部屋は片付けられていて申し訳なくなった。
雅紀、雅紀。
体を揺さぶると長い睫毛が揺れて目が合った。
うん、しょーちゃ、しょーちゃん!
スゴい勢いで抱きついて来た。
雅紀〜来るなら連絡しろよ〜。
予定より早く撮影が終わったからね?来ちゃった。それよりしょーちゃん。
その後の言葉は想像ついたので思わず正座をした。
せっかく久しぶりに何か軽くおつまみでも作ろうと思ったのに。
すいません。
くふふ。でも、少し安心しちゃった。いつものしょーちゃんで。
雅紀。何かさ、また痩せてないか?ちゃんと食べてる?回りに気を使いすぎてないか?
食べてるけど、全部エネルギーに使っちゃうのかな。それより、深刻な事があるんだ。
目をうるうるして見るから何があったんだろうと構えてしまう。俺が守ってやれる事だろうか。

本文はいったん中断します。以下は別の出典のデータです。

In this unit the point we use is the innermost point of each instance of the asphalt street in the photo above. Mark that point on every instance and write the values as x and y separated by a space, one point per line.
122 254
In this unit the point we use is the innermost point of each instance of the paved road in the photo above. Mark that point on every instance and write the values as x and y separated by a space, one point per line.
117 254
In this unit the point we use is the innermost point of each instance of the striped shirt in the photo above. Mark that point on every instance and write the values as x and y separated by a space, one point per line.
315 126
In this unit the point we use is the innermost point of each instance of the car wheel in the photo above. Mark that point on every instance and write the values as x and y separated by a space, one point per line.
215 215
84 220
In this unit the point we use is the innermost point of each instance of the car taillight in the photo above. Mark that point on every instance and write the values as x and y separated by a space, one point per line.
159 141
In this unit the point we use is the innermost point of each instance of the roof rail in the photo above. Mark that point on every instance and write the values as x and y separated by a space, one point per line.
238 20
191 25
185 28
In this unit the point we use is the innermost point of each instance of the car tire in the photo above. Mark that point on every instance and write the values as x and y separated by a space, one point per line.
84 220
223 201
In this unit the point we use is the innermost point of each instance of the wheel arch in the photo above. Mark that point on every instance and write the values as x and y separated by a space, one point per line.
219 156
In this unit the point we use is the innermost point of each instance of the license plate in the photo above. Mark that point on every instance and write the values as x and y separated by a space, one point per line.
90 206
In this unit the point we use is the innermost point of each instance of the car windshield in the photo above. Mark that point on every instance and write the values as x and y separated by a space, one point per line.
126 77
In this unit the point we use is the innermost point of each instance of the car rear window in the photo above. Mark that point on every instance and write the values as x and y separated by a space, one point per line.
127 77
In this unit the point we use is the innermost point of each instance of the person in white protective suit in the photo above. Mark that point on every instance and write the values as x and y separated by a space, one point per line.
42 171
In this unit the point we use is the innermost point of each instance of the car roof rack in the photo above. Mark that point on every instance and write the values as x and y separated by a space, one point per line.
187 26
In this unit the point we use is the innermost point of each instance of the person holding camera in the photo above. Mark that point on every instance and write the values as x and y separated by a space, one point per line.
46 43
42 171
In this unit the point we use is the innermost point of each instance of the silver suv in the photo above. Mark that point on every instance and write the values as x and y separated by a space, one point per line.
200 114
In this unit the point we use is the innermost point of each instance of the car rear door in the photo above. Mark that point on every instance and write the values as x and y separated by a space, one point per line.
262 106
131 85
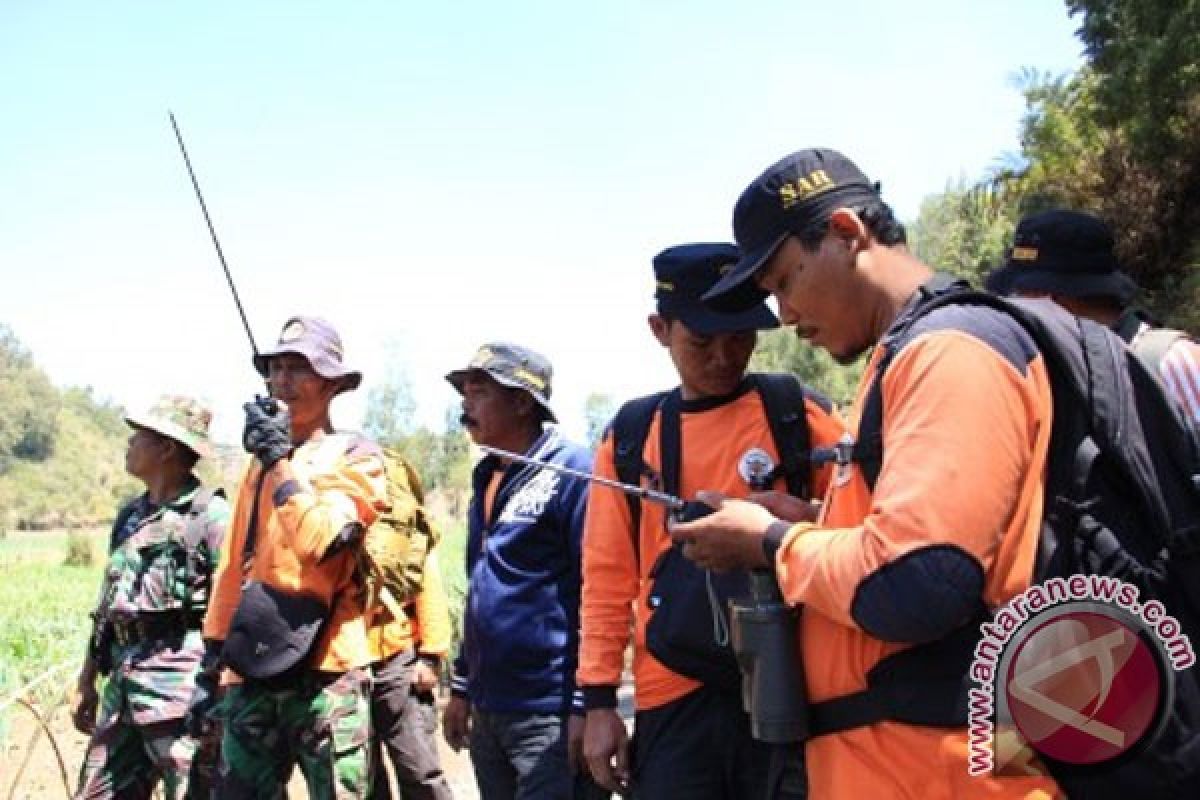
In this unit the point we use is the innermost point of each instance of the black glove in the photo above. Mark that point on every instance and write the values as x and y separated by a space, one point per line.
198 721
268 432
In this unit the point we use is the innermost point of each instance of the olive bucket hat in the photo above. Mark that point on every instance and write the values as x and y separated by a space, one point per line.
177 416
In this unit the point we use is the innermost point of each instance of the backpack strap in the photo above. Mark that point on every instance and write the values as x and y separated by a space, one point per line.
630 427
784 402
868 453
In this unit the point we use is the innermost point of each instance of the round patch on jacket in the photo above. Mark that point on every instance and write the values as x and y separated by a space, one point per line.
756 467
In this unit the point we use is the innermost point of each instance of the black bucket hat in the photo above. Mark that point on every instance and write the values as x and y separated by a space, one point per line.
513 366
682 276
1067 253
316 340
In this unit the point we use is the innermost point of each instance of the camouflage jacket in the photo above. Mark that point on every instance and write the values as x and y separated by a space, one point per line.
161 565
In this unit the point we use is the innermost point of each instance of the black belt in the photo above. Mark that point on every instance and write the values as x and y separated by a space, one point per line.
153 626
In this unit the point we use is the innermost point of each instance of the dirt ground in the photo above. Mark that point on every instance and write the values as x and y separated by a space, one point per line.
53 762
46 777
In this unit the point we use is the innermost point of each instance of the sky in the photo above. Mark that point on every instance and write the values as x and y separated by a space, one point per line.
432 176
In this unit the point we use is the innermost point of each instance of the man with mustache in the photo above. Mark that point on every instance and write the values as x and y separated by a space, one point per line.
515 702
691 734
287 620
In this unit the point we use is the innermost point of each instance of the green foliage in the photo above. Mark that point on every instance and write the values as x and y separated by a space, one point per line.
390 408
81 548
598 409
453 560
43 608
1146 58
964 230
442 459
29 405
64 464
781 350
1120 138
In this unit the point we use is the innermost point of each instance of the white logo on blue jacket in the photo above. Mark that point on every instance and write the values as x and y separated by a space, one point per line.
529 501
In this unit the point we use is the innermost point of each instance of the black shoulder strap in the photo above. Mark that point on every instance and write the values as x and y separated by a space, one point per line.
630 427
784 402
940 290
247 547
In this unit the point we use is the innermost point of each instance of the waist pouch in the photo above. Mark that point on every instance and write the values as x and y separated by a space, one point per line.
689 630
273 633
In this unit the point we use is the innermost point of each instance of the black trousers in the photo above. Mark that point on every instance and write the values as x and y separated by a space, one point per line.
700 747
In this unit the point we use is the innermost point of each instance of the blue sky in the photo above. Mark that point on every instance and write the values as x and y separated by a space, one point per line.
433 176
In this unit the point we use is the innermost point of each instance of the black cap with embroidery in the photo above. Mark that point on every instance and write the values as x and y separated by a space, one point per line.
789 197
1066 253
685 272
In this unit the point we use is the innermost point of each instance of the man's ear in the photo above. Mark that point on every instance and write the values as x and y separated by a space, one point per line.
849 227
526 404
660 328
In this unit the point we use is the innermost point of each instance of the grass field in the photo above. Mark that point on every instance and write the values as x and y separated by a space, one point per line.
43 611
45 606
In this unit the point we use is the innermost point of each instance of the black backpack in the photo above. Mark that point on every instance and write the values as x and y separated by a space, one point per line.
679 635
1121 499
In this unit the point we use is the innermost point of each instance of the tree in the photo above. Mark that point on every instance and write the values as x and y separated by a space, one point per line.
598 410
964 230
390 407
781 350
29 405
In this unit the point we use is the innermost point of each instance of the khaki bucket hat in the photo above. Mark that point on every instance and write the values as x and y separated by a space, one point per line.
183 419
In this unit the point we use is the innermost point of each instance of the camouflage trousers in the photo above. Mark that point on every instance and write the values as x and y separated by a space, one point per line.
127 761
322 725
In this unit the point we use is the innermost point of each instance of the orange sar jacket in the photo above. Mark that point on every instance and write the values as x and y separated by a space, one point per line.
339 481
953 519
616 578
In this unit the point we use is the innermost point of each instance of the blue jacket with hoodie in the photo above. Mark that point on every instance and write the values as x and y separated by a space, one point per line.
521 623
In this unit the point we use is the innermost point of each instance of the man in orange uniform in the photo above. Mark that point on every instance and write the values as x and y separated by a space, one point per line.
952 523
407 656
287 617
691 737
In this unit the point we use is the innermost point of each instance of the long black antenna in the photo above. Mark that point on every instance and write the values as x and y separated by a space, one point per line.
216 242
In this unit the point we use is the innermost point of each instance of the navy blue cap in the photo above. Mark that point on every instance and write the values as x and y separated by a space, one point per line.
685 272
789 197
1063 252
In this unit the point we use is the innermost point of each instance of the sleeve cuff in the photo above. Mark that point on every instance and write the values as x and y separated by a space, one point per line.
285 491
773 539
599 697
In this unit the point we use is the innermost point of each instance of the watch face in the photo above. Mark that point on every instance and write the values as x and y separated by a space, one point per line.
756 467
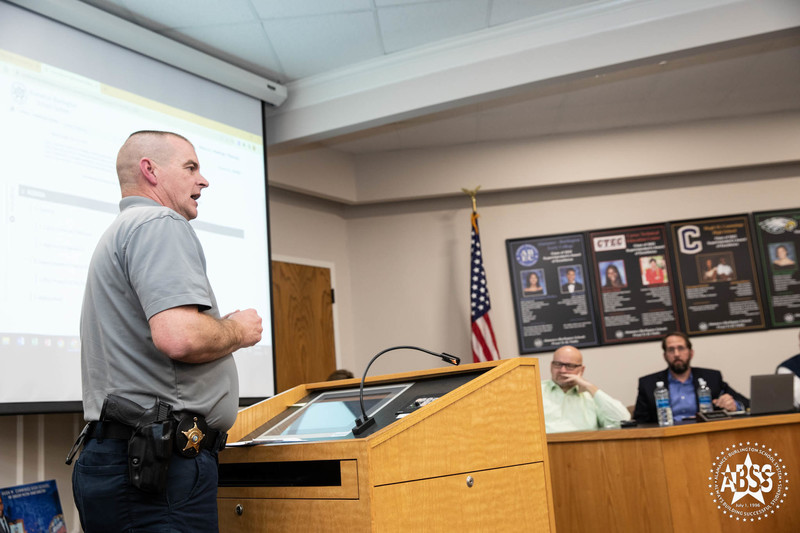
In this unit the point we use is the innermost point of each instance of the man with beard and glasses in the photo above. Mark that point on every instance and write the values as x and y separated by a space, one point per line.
682 381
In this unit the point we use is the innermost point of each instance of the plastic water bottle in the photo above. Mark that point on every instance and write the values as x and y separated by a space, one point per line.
662 405
704 396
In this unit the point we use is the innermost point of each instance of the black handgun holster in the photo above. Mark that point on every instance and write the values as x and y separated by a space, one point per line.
149 454
150 444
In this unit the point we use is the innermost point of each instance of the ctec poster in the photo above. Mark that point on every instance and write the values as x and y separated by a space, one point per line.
635 291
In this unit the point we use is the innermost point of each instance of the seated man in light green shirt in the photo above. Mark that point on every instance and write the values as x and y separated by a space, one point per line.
570 403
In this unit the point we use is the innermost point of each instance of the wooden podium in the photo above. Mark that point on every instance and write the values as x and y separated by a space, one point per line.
474 459
657 479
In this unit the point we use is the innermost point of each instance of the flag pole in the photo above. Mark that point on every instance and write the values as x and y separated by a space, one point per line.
473 194
484 343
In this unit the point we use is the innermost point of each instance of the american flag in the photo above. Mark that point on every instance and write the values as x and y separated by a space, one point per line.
484 344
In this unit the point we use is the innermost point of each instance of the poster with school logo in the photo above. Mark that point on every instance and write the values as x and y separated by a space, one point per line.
634 291
552 292
778 237
717 275
31 508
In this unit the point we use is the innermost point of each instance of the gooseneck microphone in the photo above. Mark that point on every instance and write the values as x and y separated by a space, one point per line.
366 421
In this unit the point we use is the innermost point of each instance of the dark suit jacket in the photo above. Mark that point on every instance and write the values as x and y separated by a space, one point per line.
645 410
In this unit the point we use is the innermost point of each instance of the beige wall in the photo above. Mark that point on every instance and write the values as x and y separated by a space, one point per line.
407 260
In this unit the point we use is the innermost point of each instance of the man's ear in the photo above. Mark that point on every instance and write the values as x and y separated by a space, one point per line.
147 168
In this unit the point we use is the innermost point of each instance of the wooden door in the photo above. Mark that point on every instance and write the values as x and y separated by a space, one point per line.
303 318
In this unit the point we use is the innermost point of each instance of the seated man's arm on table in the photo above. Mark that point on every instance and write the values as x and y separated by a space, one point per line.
190 336
784 370
609 410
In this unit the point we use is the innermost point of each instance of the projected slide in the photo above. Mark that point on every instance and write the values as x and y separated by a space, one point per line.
59 139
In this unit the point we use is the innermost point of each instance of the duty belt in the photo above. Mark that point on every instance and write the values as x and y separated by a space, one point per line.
191 434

あのね?睡眠不足は大丈夫なの。何とかなるんだけどね、心が満たされないの。
誰かに何か言われたのか?そんなの雅紀が気にする事
すると雅紀は俺の頬に手を当てた。
違うの。自分からここに暫く帰らないって言ったんだけど例えこうやって話を出来なくてもしょーちゃんの存在を感じれるだけで心が満たされるの。
そんなの俺も一緒だよ。だから帰って来いよ。
うん。自分から言ったのにごめんね?
バーカ。俺にまで気を使うなよ。
ふふって笑い合って深くキスをした。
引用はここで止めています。